Alcohol use disorder is often referred to as a “family disease” precisely because it affects the entire family, including the children. Usually, there’s more focus on how alcohol affects marital satisfaction, but it naturally affects parenting skills as well. Families where one or several members have an alcohol addiction tend to have lower levels of emotional bonding, so the children may not receive the kind of emotional support they need causing them to develop behavioral problems themselves.

Not getting their emotional needs met as children can result in growing up without developing the skills to get these emotional needs met as adults in relationships with other adults. Furthermore, children that come from families affected by alcohol use disorder may develop certain emotional and behavioral patterns that affect the way they interact with others.

Trust & Intimacy

Growing up with an alcoholic parent means your home environment can feel very unpredictable. This can make it hard to form close and trusting relationships as an adult. In some cases, children can develop mental health challenges such as depression, anxiety, or PTSD that they will try to manage by self-medicating with alcohol since this has been normalized in their environment. If you recognize yourself in this description, the best course of action would be to look for a credentialed dual diagnosis treatment center because treating the addiction alone will not address the underlying cause, and the risk of relapse is higher.

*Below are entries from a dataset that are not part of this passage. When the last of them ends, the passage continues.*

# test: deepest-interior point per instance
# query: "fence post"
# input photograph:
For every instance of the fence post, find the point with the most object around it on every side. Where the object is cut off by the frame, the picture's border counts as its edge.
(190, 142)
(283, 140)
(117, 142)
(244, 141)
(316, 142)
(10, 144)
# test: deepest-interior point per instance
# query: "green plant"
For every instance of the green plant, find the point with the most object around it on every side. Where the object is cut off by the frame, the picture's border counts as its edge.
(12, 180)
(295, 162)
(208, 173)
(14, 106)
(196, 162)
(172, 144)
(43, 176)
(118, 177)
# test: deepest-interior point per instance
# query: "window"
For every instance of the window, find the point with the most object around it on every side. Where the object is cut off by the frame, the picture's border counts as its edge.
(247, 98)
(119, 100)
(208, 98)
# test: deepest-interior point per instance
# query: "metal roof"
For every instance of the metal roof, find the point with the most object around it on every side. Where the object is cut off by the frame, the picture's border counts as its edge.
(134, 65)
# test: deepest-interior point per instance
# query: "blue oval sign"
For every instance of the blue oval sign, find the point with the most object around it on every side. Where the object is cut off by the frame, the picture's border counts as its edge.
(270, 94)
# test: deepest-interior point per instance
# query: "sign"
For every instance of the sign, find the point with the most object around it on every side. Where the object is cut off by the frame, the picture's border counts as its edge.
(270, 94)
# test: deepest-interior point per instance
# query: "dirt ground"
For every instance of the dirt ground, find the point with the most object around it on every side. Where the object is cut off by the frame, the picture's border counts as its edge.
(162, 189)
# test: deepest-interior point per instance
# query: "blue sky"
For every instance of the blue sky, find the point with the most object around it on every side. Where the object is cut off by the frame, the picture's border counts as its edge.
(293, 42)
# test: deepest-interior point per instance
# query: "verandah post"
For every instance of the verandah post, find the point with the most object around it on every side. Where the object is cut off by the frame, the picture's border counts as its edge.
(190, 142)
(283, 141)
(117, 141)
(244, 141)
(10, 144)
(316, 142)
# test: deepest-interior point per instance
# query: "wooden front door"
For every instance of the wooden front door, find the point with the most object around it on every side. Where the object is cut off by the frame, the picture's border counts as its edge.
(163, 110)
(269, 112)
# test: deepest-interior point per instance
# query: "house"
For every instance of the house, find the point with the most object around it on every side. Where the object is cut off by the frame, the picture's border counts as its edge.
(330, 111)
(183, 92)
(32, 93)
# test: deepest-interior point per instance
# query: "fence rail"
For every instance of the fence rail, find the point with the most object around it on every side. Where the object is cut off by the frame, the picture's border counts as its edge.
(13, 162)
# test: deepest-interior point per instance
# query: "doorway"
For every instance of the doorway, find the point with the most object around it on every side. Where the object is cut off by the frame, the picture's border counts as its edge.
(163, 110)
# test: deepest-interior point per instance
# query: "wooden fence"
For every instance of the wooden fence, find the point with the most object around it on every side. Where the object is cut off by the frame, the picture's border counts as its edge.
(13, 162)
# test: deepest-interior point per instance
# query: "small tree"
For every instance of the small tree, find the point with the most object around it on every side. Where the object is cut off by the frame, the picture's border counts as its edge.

In other cases, they do the opposite. They find partners that display some of the features of their parents and try to “save” or “fix” them.

Most often, if one of your parents was an alcoholic, you may not even realize how much it has affected you until you try to enter an intimate relationship and find yourself unable to really trust the other person. The lies and broken promises, the denial, and having to keep secrets add up and make you feel safer when you don’t let yourself fully trust someone or let them get too close to you.

A Sense of Normalcy

Since you didn’t experience what it’s like to grow up in a healthy, harmonious family environment, as an adult, you may find yourself trying to guess what “normal” means. When you were a child, your family may have normalized alcoholism and its consequences but, by sharing stories with your peers, you realized that your family is different, which made you get an unwavering sense that you are different and that you have to “act normal” in order to fit in.

At the same time, many alcoholic parents project their own feelings of inadequacy on their children and blame them for their struggles and shortcomings.

These two factors, combined, can lead to developing a harsh attitude towards yourself. You keep criticizing yourself because you’ve internalized the idea that you’re fundamentally dysfunctional, and once people get too close, they’ll see it and think you’re crazy, bad, and unlovable.

To avoid criticism from others and from yourself, you try to be a perfect version of yourself, to act the way you believe a “normal” well-adjusted person would act. But no matter what you achieve, it doesn’t break the cycle because you feel like you have to work extra hard to keep up the “act.”